Just as we became accustomed to centralized "thousand people, thousand faces," ChatGPT appeared. Over a year ago, so-called generative models were criticized for only being able to provide "a thousand people, one face": when the model's randomness (temperature) is lowered enough, different people with the same input will only produce the same output. Every single question from every person represents a non-trivial computational cost.

A model can, of course, be personalized enough, as long as someone pays the computational cost for that "one face."

If we set aside the cost factor for a moment, [if everyone owned a large model] becomes achievable. The essence of the increasingly clear "AI Agent" is to transform the "undifferentiated" person in front of recommendation algorithms back into individualized subjects served by models.

Bringing the cost factor back in, over the past year or so, the fastest decline has been in "model inference costs": for the same output capability, OpenAI's costs have dropped by at least dozens of times. Many domestic model companies have seen even more dramatic cost reductions. Open-source models (open weights) have provided us with the opportunity to run models on our own hardware without third-party services or additional fees...

For large enterprises, by deploying models like GPT-4 privately in the cloud and loading private enterprise data, the models can serve only internal needs without needing to "sell data" to tech companies. For individuals with some technical ability, deploying open-source models like LlaMA on personal PCs provides an opportunity for algorithmic models to move from "thousand people, thousand faces" to "one person, one face." For the vast majority of users, through increasingly better AI on phones or other hardware, we are slowly moving toward "one person, one face"...
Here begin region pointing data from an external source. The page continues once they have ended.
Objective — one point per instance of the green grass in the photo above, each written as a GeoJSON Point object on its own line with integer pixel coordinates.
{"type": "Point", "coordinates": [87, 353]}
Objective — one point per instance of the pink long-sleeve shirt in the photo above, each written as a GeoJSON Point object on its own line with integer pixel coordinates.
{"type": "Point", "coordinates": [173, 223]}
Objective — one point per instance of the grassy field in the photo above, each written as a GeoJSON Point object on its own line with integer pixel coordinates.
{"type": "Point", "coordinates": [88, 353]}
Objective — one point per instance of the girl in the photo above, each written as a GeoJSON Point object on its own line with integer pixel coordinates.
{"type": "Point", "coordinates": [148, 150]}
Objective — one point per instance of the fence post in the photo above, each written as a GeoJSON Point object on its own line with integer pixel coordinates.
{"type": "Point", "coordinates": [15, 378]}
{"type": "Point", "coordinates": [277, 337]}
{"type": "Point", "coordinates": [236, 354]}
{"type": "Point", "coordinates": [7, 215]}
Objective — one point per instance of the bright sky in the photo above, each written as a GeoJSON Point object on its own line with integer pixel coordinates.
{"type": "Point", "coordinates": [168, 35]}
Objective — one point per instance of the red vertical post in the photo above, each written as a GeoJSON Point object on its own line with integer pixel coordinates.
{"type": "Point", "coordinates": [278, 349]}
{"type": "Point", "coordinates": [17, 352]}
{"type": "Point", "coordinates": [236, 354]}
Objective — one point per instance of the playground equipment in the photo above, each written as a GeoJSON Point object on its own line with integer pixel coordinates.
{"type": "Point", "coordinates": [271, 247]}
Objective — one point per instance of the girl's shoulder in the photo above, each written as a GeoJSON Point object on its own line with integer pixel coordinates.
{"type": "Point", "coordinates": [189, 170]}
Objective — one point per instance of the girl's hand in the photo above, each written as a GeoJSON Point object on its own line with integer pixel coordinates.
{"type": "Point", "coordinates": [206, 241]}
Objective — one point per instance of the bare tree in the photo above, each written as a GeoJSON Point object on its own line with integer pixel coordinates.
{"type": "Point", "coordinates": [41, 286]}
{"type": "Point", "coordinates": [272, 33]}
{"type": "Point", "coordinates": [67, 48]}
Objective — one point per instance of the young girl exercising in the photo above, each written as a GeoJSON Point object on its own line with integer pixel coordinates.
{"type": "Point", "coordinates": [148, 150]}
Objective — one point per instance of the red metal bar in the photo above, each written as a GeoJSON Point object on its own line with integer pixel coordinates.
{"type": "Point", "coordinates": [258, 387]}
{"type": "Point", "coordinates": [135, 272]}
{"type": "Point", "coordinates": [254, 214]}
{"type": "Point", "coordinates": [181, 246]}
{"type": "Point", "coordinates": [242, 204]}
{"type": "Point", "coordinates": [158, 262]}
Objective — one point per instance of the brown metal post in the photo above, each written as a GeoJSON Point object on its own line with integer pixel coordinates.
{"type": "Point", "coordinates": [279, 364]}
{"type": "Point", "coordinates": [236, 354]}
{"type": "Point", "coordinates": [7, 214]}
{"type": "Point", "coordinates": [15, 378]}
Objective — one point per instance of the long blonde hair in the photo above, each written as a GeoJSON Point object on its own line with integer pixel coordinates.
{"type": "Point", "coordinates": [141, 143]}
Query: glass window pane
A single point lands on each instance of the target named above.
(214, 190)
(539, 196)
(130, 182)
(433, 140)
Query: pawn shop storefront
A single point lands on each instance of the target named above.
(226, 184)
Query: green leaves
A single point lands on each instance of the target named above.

As mentioned in the previous article, we can no longer simply call current models Generative AI; let's call them Agents for now.

Agents can search for the latest information, process our own data, and gradually complete tasks we assign, such as shopping, booking tickets, etc.
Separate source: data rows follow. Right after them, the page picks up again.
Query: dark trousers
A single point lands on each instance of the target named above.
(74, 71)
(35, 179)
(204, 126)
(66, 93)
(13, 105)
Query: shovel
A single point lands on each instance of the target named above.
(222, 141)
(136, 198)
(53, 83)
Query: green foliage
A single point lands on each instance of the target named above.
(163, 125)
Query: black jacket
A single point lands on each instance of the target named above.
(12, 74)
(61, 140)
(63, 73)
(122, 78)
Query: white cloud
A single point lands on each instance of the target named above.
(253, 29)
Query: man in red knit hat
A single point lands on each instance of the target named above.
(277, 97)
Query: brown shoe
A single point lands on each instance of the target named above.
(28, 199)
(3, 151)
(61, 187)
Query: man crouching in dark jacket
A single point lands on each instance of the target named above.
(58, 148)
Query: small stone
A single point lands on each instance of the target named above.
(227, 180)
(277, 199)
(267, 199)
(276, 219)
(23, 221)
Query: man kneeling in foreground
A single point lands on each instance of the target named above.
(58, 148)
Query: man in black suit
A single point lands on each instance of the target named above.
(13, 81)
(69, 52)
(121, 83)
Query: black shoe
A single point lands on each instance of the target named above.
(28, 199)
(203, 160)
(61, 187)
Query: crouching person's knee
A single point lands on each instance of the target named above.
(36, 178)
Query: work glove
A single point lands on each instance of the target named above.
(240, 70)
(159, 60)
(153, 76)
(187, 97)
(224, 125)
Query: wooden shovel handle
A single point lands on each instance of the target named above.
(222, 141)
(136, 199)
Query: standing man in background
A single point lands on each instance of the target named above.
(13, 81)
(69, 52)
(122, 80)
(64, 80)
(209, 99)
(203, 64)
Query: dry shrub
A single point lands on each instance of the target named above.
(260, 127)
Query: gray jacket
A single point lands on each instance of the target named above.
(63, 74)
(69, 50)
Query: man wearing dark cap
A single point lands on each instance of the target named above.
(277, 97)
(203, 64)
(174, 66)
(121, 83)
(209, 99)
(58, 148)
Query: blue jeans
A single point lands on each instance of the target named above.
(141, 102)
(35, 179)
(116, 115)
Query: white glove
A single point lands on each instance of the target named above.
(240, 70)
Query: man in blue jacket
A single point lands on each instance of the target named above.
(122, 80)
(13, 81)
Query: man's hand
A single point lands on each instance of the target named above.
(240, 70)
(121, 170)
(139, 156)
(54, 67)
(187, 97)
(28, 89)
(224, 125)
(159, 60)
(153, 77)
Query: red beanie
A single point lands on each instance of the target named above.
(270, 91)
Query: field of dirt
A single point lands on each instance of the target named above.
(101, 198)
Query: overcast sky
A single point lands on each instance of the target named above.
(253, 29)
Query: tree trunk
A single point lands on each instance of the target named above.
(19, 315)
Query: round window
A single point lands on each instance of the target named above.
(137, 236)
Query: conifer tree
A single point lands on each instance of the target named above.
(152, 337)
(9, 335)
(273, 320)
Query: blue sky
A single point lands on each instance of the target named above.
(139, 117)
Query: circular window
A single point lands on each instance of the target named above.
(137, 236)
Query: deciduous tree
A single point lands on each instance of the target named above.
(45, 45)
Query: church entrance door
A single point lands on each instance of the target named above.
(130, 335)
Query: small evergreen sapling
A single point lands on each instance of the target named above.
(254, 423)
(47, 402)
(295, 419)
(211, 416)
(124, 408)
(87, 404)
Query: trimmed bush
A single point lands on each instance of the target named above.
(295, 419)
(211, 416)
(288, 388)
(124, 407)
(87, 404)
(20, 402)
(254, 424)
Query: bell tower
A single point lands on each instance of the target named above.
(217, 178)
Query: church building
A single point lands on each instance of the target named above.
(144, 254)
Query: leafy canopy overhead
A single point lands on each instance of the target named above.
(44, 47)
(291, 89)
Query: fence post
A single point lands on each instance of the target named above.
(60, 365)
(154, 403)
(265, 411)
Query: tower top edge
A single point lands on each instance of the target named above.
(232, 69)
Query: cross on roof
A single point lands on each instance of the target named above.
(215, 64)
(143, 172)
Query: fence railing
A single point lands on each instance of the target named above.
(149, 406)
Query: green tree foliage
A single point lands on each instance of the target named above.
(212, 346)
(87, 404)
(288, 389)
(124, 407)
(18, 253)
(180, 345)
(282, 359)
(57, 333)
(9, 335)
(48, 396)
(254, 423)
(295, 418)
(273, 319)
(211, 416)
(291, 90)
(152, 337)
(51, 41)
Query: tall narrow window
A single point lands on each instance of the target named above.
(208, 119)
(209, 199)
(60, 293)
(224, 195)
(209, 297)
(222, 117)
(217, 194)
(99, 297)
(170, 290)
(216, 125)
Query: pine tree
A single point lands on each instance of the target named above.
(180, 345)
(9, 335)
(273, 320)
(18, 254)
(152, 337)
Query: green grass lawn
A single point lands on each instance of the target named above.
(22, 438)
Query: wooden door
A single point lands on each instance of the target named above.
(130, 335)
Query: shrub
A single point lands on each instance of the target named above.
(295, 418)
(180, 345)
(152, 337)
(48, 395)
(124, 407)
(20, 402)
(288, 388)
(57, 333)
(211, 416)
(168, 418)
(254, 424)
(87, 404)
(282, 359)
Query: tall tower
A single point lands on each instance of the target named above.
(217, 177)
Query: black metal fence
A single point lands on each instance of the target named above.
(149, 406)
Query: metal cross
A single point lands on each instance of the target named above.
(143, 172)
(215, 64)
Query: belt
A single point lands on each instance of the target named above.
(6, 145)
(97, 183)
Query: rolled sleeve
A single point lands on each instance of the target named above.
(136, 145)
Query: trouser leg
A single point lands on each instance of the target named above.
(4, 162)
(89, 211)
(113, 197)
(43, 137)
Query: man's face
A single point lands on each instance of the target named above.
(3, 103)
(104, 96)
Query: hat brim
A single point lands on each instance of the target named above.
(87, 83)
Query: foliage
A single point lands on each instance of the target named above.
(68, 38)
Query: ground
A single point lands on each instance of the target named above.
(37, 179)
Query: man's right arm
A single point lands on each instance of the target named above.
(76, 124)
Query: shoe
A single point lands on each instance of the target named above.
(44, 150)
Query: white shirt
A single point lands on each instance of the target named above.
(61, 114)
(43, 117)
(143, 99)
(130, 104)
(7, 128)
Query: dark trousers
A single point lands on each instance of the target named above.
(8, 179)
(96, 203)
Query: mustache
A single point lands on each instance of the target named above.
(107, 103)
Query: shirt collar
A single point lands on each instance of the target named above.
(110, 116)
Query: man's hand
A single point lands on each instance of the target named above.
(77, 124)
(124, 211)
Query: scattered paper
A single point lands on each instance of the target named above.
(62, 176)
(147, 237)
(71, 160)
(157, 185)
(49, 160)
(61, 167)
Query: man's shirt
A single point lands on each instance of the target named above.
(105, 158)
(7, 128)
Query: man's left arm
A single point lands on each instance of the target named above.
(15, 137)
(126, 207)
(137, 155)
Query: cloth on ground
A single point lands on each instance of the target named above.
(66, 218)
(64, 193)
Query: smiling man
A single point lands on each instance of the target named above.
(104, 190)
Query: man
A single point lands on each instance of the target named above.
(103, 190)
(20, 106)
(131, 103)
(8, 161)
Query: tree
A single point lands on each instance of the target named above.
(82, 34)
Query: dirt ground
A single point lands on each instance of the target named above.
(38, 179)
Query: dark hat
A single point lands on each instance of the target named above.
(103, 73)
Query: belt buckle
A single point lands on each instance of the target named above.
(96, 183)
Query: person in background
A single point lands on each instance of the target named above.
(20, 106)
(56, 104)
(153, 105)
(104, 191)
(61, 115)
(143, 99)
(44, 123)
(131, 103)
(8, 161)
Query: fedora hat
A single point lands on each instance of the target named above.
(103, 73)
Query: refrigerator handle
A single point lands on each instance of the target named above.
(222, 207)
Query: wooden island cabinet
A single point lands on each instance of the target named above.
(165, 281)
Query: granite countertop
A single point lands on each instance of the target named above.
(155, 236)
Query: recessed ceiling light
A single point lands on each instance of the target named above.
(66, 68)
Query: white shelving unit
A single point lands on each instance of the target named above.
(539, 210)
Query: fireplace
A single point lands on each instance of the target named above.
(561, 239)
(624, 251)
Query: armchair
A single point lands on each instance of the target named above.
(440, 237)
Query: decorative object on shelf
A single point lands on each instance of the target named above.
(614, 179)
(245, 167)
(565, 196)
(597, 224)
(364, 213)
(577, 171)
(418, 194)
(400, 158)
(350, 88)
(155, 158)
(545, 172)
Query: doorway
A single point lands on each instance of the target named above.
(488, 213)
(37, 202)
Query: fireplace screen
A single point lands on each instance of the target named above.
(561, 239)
Although things like news, shopping, and booking tickets still require access to third-party services and will still "contribute" some user data just as we do ourselves, the commercial closed-loop based on push-after-recommendation is being broken:

When an Agent searches on our behalf and processes the results for us, the ad loading on search pages becomes ineffective;

When an Agent processes our preference data locally and points directly to valuable news, products, or ticketing information, push links become ineffective;

Of course, the above conclusions are quite idealized and in the "very early" stages.

But as models have progressed to their current state, the core driving factor has changed: "centralized" computing has become "decentralized" computing. The rapid reduction in costs is moving more and more data from "cloud computing" to "local computing."

This is the opportunity I see for taking back our own data.

Under such an opportunity, "centralization" and "decentralization" may coexist for a long time.

In fact, from the first moment I encountered the Internet, I believed it was "decentralized."